Manhem

Erik Gustaf Geijer

Poem by Erik Gustaf Geijer from the first issue of the magazine Iduna which was published in 1811

There was a time it lived in the North
a great nation, ready for peace and war.
Then, no one's slave and no one's master become,
each farmer was a man apart.
With the sword he cleared violence, with the plough the earth,
with peace for God and man he walked his path.
Himself his shield, he knew others protect,
and the sons of kings grew in his hut.

To him not from far-off shores
with the ships flowed strange needs.
The creature did not suck the must out of his loins,
not the abundance of the flint his profit begrov.
But he ploughed the field with his own hands,
His trust was his arm, his treasure was his court.
Our art to enjoy is, his was umbeer,
and being himself enough, was all his doctrine.

If he were not practised to speak gently,
his handshake was more than oath and writing.
He didn't hold a grudge under the slippery slope:
His hand was sword, but not his tongue poison.
He did not understand with words a debt pay
and speak of the tender drift of his heart.
His hatred was fire, his friendship was dying,
and with his foster brother he shared destinies.

His learning was not great. He knew how to suffer
and live like a man.

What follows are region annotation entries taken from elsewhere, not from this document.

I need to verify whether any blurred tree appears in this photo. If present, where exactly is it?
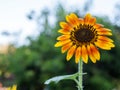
[0,1,120,90]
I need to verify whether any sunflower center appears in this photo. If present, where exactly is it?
[74,28,95,43]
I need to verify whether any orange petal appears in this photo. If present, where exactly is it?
[84,13,92,24]
[60,22,72,30]
[61,42,73,53]
[66,45,76,61]
[82,45,88,63]
[98,36,113,42]
[58,29,70,34]
[57,35,70,40]
[95,40,115,50]
[75,47,81,63]
[87,45,96,63]
[94,24,104,29]
[90,44,100,60]
[55,39,71,47]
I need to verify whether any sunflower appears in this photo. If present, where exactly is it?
[5,85,17,90]
[55,13,115,63]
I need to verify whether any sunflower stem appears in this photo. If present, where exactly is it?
[78,59,83,90]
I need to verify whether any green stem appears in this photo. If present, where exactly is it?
[78,59,83,90]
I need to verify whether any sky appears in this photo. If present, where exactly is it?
[0,0,119,45]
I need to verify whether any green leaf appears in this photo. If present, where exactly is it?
[45,73,78,84]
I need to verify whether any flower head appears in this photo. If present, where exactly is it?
[6,85,17,90]
[55,13,115,63]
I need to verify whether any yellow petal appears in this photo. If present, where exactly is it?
[61,42,73,53]
[90,44,100,60]
[89,17,96,25]
[84,13,92,24]
[95,40,115,50]
[98,36,113,42]
[78,18,84,25]
[57,35,70,40]
[11,85,17,90]
[87,45,96,63]
[96,28,111,32]
[96,28,112,36]
[60,22,72,30]
[70,13,79,25]
[94,24,104,29]
[55,39,71,47]
[75,47,81,63]
[82,45,88,63]
[58,29,70,34]
[66,45,76,61]
[66,15,76,27]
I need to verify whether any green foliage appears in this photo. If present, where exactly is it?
[0,2,120,90]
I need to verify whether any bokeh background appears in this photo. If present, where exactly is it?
[0,0,120,90]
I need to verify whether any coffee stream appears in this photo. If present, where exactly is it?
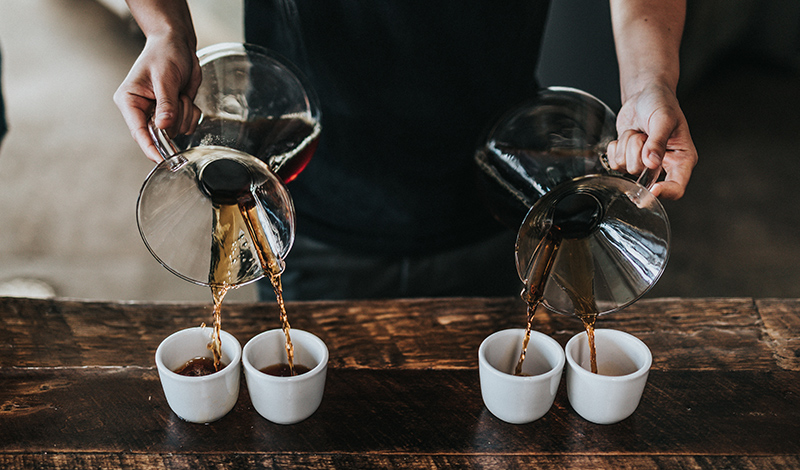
[514,193,602,375]
[239,199,295,375]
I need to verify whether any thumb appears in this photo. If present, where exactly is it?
[153,79,178,130]
[642,113,678,168]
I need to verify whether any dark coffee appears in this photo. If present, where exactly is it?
[261,364,311,377]
[514,193,602,375]
[174,357,225,377]
[174,115,321,183]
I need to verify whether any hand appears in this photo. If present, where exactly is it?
[607,84,697,200]
[114,35,201,162]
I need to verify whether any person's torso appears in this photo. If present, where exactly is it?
[245,0,548,253]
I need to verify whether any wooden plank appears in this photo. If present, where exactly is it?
[0,452,800,470]
[756,299,800,370]
[0,367,800,456]
[0,298,780,370]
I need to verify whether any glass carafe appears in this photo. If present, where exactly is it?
[475,87,670,316]
[137,43,321,286]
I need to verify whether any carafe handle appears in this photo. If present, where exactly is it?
[147,115,186,171]
[636,165,661,191]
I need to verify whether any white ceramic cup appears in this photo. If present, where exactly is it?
[242,329,328,424]
[156,327,242,423]
[478,329,564,424]
[566,329,653,424]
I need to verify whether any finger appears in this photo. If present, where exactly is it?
[659,149,697,200]
[606,140,618,170]
[153,77,181,135]
[114,87,162,162]
[608,130,633,172]
[178,95,199,135]
[625,132,647,175]
[642,113,678,168]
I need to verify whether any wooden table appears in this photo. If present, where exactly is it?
[0,298,800,469]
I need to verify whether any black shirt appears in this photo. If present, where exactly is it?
[0,47,8,142]
[245,0,549,255]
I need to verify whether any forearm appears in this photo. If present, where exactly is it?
[610,0,686,103]
[126,0,197,50]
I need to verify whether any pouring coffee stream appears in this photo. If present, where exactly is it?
[137,43,321,376]
[475,87,670,371]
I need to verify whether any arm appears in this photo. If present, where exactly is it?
[608,0,697,199]
[114,0,201,162]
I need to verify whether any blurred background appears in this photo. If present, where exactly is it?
[0,0,800,301]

What else do we know?
We know how the sun and stars move;
the over weaklings go up and down.
We monkey thunder, able to forge weapons,
but not the courage that smiles against danger.
For happiness creeping we fight for bread;
he stood upright and wrestled with fate.

And if he fell - he was not heard to whimper,
he tolerantly drew what law man had received.
With a vain sigh he bade the plague not bite,
he did not beg for life's miserable lot.
With the courage to obey and to fight,
he bore a steel breast against the shot of fortune.
All things can its whim consume and all things prune,
not power to live free and die with honour.

Of these virtues before Manhem was mentioned,
for it was the fatherland of male virtue.
At the mere name of weakness was ashamed
and blushingly thought of his own shame.
Here, where from the rocks the iron was tame,
she was founded, the eternally free settlement;
and when the people seem to leave,
then came the sons of the north to avenge them.

That was the thinking in our fathers' days.
You are gone, time of virtue and power!
What more, if the lesson of Germany pleases us,
and Gaul clothes us with lust and splendour,
and India's spice our dishes laws,
if as many bands they put on us?
What more, if a thousand treasures to us vault,
and we own all and not ourselves?

And the son of the North, Europe, gathers
and feel everything, but not to be free;
of light not see, of wisdom not know,
until lust and power become his masters,
and then his fragile happiness finally falls,
than weakly raises the cry of hopelessness,
than defiantly want to pay homage to fate
and speaks loudly of the glory of his fathers!

A slave is he whom evil desires pursue,
if the chain never rattled around his foot.
Only it is virtue, to act and tolerate
with simplicity and with strength and without knot.
There is only one wisdom - to receive
with calm his lot regardless of the threat of fate.
You vainly seek it around the wide earth,
if in thy breast it is not laid down.

On victorious lands the Swede steps,
where mountains and forests speak of ancient history.
He calls you, the song that the storm quails
around the ashes of fighters, deep in the pile:
you can forget your great fathers
and sometimes their shadows stand concealed?
Step then with their lineage and their customs
also the power of the North in the grave?

No, renom it, the temple of the former virtues,
for eternity remained on this earth!
Is she not with nature's own stamp
to the strong abode of manhood made?
Revive them, the ancient examples
of glory, power and faith in our North!
Then in our case we shall also take revenge
and the name of Manhem on earth be mentioned again.